Atitude socialista. Podemos afirmar que esta postura é representada majoritariamente pelo marxismo. O pensamento é nitidamente evolucionista. Partindo de um modo de produção primitivo, a história, movida pela luta de classes, alcançará um objetivo feliz para toda a humanidade: a sociedade comunista. No marxismo clássico, a burguesia é a grande inimiga do proletariado, que ela própria criou na sua sofreguidão pelo lucro e na concorrência com os adversários. Contudo, ela desempenha um papel histórico muito importante, na medida em que destroi os modos de produção pré-capitalistas e prepara o caminho para a revolução e para a ditadura do proletariado. Diante do complexo do Açu, os socialistas podem adotar três posições. A primeira é entender que ele, por sua mag nitude, está industrializando a região e ajudando na formação de uma classe operária que futuramente pode contribuir na promoção de uma revolução comunista. A segunda considera Eike Batista um capitalista ganancioso e inescrupuloso. Por este prisma, o complexo não é justificável. Um socialismo aliado ao nacionalismo defenderia o complexo tendo um Estado nacionalista à frente, como foi o caso da Petrobras e da Companhia Siderúrgica Nacional. A terceira entende que o Estado se associou ao capital privado e está espoliando os pequenos produtores rurais e pescadores. O complexo seria perfeitamente aplaudido se promovido pelos trabalhadores num Estado socialista. Poucos são os que têm uma legítima preocupação com os impactos ambientais do empreendimento.

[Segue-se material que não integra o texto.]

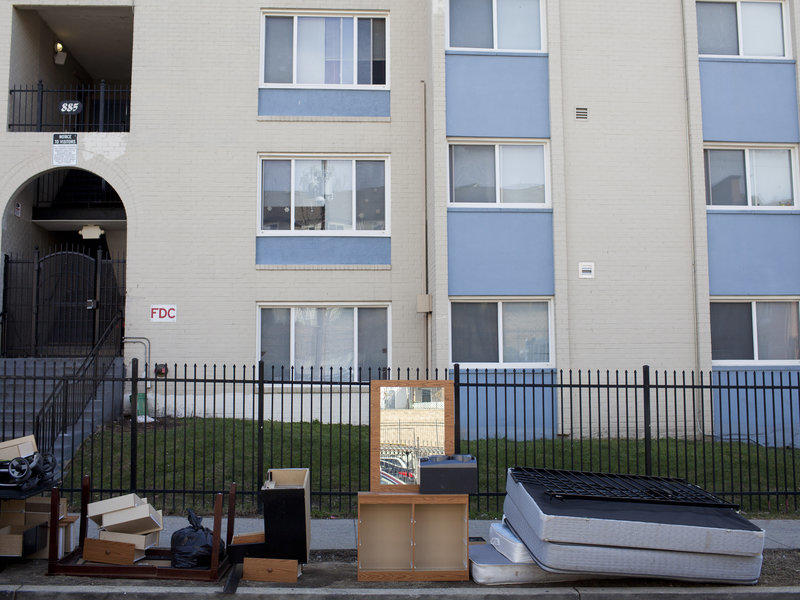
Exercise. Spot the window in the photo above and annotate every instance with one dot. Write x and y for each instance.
(755, 331)
(496, 24)
(507, 332)
(327, 336)
(750, 177)
(498, 174)
(741, 29)
(330, 195)
(324, 51)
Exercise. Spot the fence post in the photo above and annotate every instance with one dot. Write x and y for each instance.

Atitude ecologista. Esta não ganhou a condição de postura por Wallerstein, mas se destaca de todas as outras. Para o ecologismo, enquanto sistema filosófico e político, o complexo do Açu é condenável independentemente de quem o promova. A questão essencial é a natureza do empreendimento em si, que esgota recursos naturais não renováveis, destroi ecossistemas, gera poluição em larga escala e produz injustiças sociais. Para os ecologistas, o complexo é ultrapassado, embora incorpore preocupações sociais e ambientais em seu discurso, preocupações falsas, aliás. Se existe uma espécie de aliança entre conservadores, socialistas e ecologistas, trata-se de uma aliança tática, e não estratégica. Para o ecologismo, é preciso construir um desenvolvimento que esteja em consonância com os limites do planeta.